The History of Ancient Israel: A Guide for the Perplexed

The History of Ancient Israel: A Guide for the Perplexed PDF Author: Philip R. Davies
Publisher: Bloomsbury Publishing
ISBN: 0567655822
Category : Religion
Languages : en
Pages : 192

Get Book

Book Description
The History of Ancient Israel: A Guide for the Perplexed provides the student with the perfect guide to why and how the history of this most contested region has been studies, and why it continues to be studied today. Philip R. Davies, one of the leading scholars of Ancient Israel in recent years, begins by examining the relevance of the study of Ancient Israel, giving an overview of the sources and issues facing historians in approaching the material. Davies then continues by looking at the various theories and hypotheses that scholars have advanced throughout the 20th century, showing how different approaches are presented and in some cases how they are both underpinned and undermined by a range of ideological perspectives. Davies also explains the rise and fall of Biblical Archaeology, the 'maximalist/minimalist' debate.

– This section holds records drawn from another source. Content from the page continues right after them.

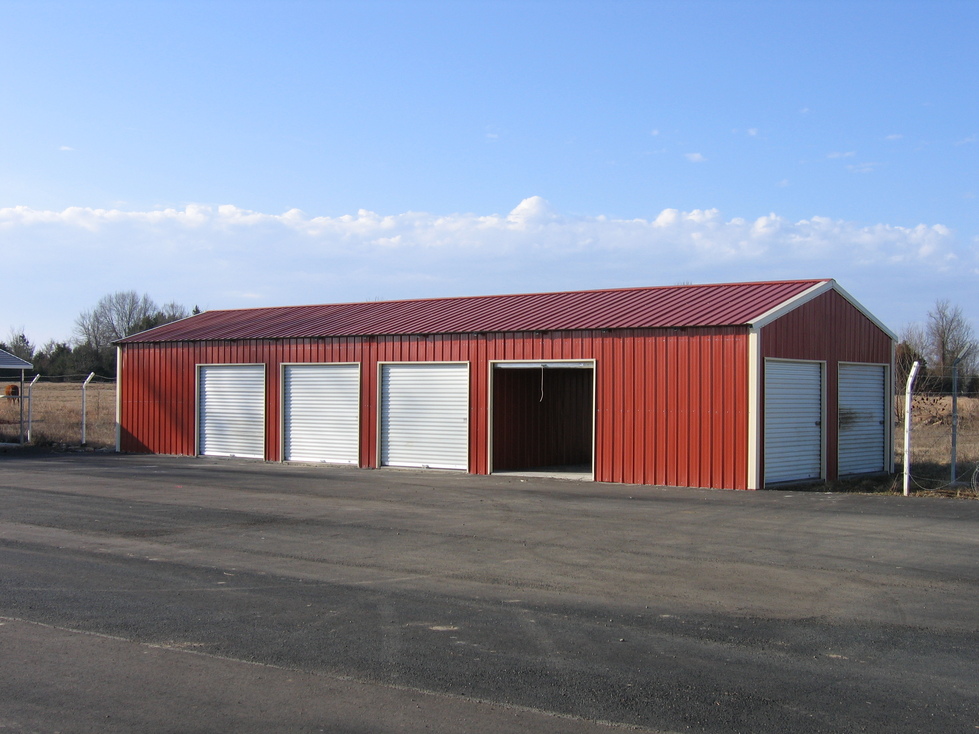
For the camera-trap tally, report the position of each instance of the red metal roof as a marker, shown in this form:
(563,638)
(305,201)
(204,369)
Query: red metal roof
(626,308)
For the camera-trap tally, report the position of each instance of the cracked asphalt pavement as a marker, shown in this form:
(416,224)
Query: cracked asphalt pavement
(168,594)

After this helpful survey of past methodologies Davies introduces readers to the current trends in biblical scholarship in the present day, covering areas such as cultural memory, the impact of literary and social scientific theory, and the notion of 'invented history'. Finally, Davies considers the big question: how the various sources of knowledge can be combined to write a modern history that combines and accounts for all the data available, in a meaningful way. This new guide will be a must for students of the Hebrew Bible/Old Testament.